March 25, 2017
Where does the time go? It's Springtime again; and for many, it's a time to take inventory of both our physical surroundings and our internal experiences. It must be something about the seasonal transition (although in New Orleans, you'd hardly notice) that causes us to take pause and examine our lives a bit closer: What is working? What's not? What do I need? What can I throw out? What gains have I experienced this past year? What keeps annoying me and refuses to leave me alone?
Although our names stay the same, although the person in the mirror looks more or less the same, we often forget that we are most definitely not the same as we were last year, last month, or even last week. As living beings, we never stop growing. Just because the growth is usually imperceptible (think watching grass grow), it doesn't mean we haven't changed.
Every time we stop to organize ourselves, we are presented with a golden opportunity, a chance to make a choice regarding our next step. If we don't know what has worked for us and what hasn't, how will we know what to do? How can we avoid making the same mistakes if those mistakes aren't brought to light?
Springtime seems to be a time of taking responsibility, not just for finally cleaning the dust off those ceiling fans or throwing out that shirt you haven't worn in three years, but also for examining why we find ourselves where we do. You might complain that you haven't made any progress, or lament that you haven't accomplished your goals, but is that entirely true? I doubt it. Again, as constantly growing, living creatures, that seems impossible.
Try two things: 1) Find at least one change in the past year that you are grateful for and give yourself credit for it, because it could not have manifested without permission from you on some level, and 2) challenge yourself to take more responsibility for the things that seem to be causing you pain, and not in a self-critical, cruel taskmaster kind of way, but in an objective, reassuring, non-judgmental way, like a kind, nurturing parent. If you do these two things, you will start to recognize how much power you have in creating your own experience. You will cease to blame your problems on someone or something else. Rather, you will gain resolve in realizing that you are the commander of your ship, you are expert on you, and you have the ability to effect changes in your life once you retake control of the helm.

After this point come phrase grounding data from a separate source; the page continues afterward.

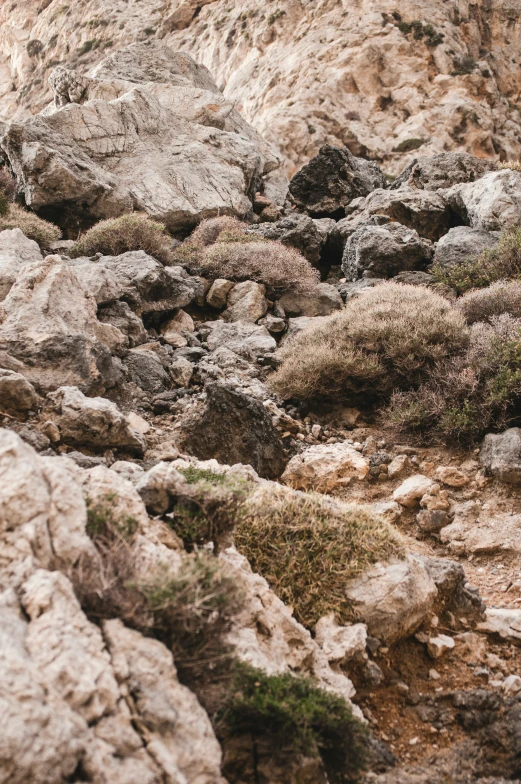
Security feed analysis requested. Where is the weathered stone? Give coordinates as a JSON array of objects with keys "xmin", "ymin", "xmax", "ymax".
[
  {"xmin": 392, "ymin": 152, "xmax": 497, "ymax": 191},
  {"xmin": 433, "ymin": 226, "xmax": 500, "ymax": 269},
  {"xmin": 445, "ymin": 169, "xmax": 521, "ymax": 231},
  {"xmin": 435, "ymin": 466, "xmax": 469, "ymax": 487},
  {"xmin": 315, "ymin": 615, "xmax": 368, "ymax": 666},
  {"xmin": 393, "ymin": 474, "xmax": 435, "ymax": 507},
  {"xmin": 43, "ymin": 385, "xmax": 146, "ymax": 454},
  {"xmin": 258, "ymin": 314, "xmax": 286, "ymax": 334},
  {"xmin": 0, "ymin": 368, "xmax": 39, "ymax": 416},
  {"xmin": 160, "ymin": 309, "xmax": 194, "ymax": 347},
  {"xmin": 278, "ymin": 315, "xmax": 328, "ymax": 347},
  {"xmin": 387, "ymin": 454, "xmax": 410, "ymax": 479},
  {"xmin": 223, "ymin": 281, "xmax": 268, "ymax": 323},
  {"xmin": 169, "ymin": 356, "xmax": 194, "ymax": 388},
  {"xmin": 0, "ymin": 228, "xmax": 43, "ymax": 302},
  {"xmin": 278, "ymin": 283, "xmax": 343, "ymax": 317},
  {"xmin": 352, "ymin": 187, "xmax": 452, "ymax": 241},
  {"xmin": 480, "ymin": 428, "xmax": 521, "ymax": 484},
  {"xmin": 417, "ymin": 509, "xmax": 450, "ymax": 533},
  {"xmin": 342, "ymin": 221, "xmax": 432, "ymax": 281},
  {"xmin": 288, "ymin": 145, "xmax": 385, "ymax": 217},
  {"xmin": 246, "ymin": 214, "xmax": 326, "ymax": 265},
  {"xmin": 125, "ymin": 348, "xmax": 171, "ymax": 393},
  {"xmin": 176, "ymin": 382, "xmax": 287, "ymax": 479},
  {"xmin": 427, "ymin": 634, "xmax": 455, "ymax": 659},
  {"xmin": 97, "ymin": 300, "xmax": 147, "ymax": 348},
  {"xmin": 281, "ymin": 442, "xmax": 369, "ymax": 492},
  {"xmin": 206, "ymin": 278, "xmax": 234, "ymax": 309},
  {"xmin": 201, "ymin": 320, "xmax": 276, "ymax": 361},
  {"xmin": 477, "ymin": 608, "xmax": 521, "ymax": 645},
  {"xmin": 441, "ymin": 509, "xmax": 521, "ymax": 557}
]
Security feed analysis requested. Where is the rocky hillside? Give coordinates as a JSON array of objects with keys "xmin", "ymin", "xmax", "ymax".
[
  {"xmin": 2, "ymin": 1, "xmax": 521, "ymax": 176},
  {"xmin": 3, "ymin": 29, "xmax": 521, "ymax": 784}
]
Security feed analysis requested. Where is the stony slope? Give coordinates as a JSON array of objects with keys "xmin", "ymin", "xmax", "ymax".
[{"xmin": 2, "ymin": 0, "xmax": 521, "ymax": 176}]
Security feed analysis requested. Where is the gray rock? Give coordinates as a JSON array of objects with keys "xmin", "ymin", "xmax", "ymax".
[
  {"xmin": 288, "ymin": 144, "xmax": 385, "ymax": 217},
  {"xmin": 342, "ymin": 221, "xmax": 433, "ymax": 280},
  {"xmin": 337, "ymin": 278, "xmax": 382, "ymax": 302},
  {"xmin": 351, "ymin": 186, "xmax": 452, "ymax": 241},
  {"xmin": 125, "ymin": 348, "xmax": 171, "ymax": 393},
  {"xmin": 223, "ymin": 281, "xmax": 268, "ymax": 323},
  {"xmin": 200, "ymin": 320, "xmax": 276, "ymax": 361},
  {"xmin": 417, "ymin": 509, "xmax": 450, "ymax": 533},
  {"xmin": 176, "ymin": 382, "xmax": 287, "ymax": 479},
  {"xmin": 480, "ymin": 428, "xmax": 521, "ymax": 484},
  {"xmin": 97, "ymin": 300, "xmax": 147, "ymax": 348},
  {"xmin": 0, "ymin": 369, "xmax": 39, "ymax": 416},
  {"xmin": 392, "ymin": 270, "xmax": 435, "ymax": 286},
  {"xmin": 433, "ymin": 226, "xmax": 500, "ymax": 269},
  {"xmin": 245, "ymin": 214, "xmax": 325, "ymax": 265},
  {"xmin": 0, "ymin": 228, "xmax": 43, "ymax": 302},
  {"xmin": 278, "ymin": 282, "xmax": 343, "ymax": 317},
  {"xmin": 445, "ymin": 169, "xmax": 521, "ymax": 231},
  {"xmin": 391, "ymin": 152, "xmax": 498, "ymax": 191}
]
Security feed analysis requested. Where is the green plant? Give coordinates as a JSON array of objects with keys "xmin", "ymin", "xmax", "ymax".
[
  {"xmin": 0, "ymin": 203, "xmax": 60, "ymax": 248},
  {"xmin": 267, "ymin": 9, "xmax": 286, "ymax": 24},
  {"xmin": 235, "ymin": 484, "xmax": 404, "ymax": 627},
  {"xmin": 387, "ymin": 314, "xmax": 521, "ymax": 444},
  {"xmin": 86, "ymin": 493, "xmax": 139, "ymax": 540},
  {"xmin": 451, "ymin": 55, "xmax": 477, "ymax": 75},
  {"xmin": 70, "ymin": 213, "xmax": 173, "ymax": 263},
  {"xmin": 178, "ymin": 465, "xmax": 230, "ymax": 485},
  {"xmin": 77, "ymin": 39, "xmax": 100, "ymax": 56},
  {"xmin": 395, "ymin": 20, "xmax": 443, "ymax": 46},
  {"xmin": 392, "ymin": 138, "xmax": 425, "ymax": 153},
  {"xmin": 217, "ymin": 664, "xmax": 368, "ymax": 783},
  {"xmin": 269, "ymin": 282, "xmax": 467, "ymax": 404},
  {"xmin": 432, "ymin": 227, "xmax": 521, "ymax": 293}
]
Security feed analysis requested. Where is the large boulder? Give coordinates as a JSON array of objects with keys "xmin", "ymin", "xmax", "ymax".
[
  {"xmin": 0, "ymin": 228, "xmax": 43, "ymax": 302},
  {"xmin": 245, "ymin": 214, "xmax": 326, "ymax": 265},
  {"xmin": 480, "ymin": 428, "xmax": 521, "ymax": 484},
  {"xmin": 342, "ymin": 221, "xmax": 433, "ymax": 280},
  {"xmin": 445, "ymin": 169, "xmax": 521, "ymax": 231},
  {"xmin": 176, "ymin": 383, "xmax": 287, "ymax": 479},
  {"xmin": 288, "ymin": 145, "xmax": 385, "ymax": 217},
  {"xmin": 278, "ymin": 282, "xmax": 343, "ymax": 317},
  {"xmin": 433, "ymin": 226, "xmax": 500, "ymax": 269},
  {"xmin": 0, "ymin": 42, "xmax": 283, "ymax": 233},
  {"xmin": 391, "ymin": 152, "xmax": 498, "ymax": 191}
]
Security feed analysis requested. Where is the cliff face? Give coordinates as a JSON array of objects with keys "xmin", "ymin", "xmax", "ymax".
[{"xmin": 2, "ymin": 0, "xmax": 521, "ymax": 175}]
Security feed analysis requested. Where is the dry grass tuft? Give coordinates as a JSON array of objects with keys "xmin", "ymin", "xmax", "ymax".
[
  {"xmin": 235, "ymin": 484, "xmax": 405, "ymax": 628},
  {"xmin": 499, "ymin": 161, "xmax": 521, "ymax": 172},
  {"xmin": 190, "ymin": 215, "xmax": 246, "ymax": 247},
  {"xmin": 270, "ymin": 283, "xmax": 467, "ymax": 404},
  {"xmin": 0, "ymin": 167, "xmax": 17, "ymax": 202},
  {"xmin": 0, "ymin": 203, "xmax": 60, "ymax": 248},
  {"xmin": 70, "ymin": 213, "xmax": 173, "ymax": 263},
  {"xmin": 457, "ymin": 280, "xmax": 521, "ymax": 324}
]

The fact that you are reading this shows that you are at least in the "contemplation" stage of change, and that must be recognized in order to continue to fuel your self-determined growth in the direction that you desire. Getting your life moving in the direction you want doesn't necessarily mean you have to make drastic or dramatic changes. Often, just changing or tweaking a few small details here and there can cause amazing differences (think the Butterfly Effect).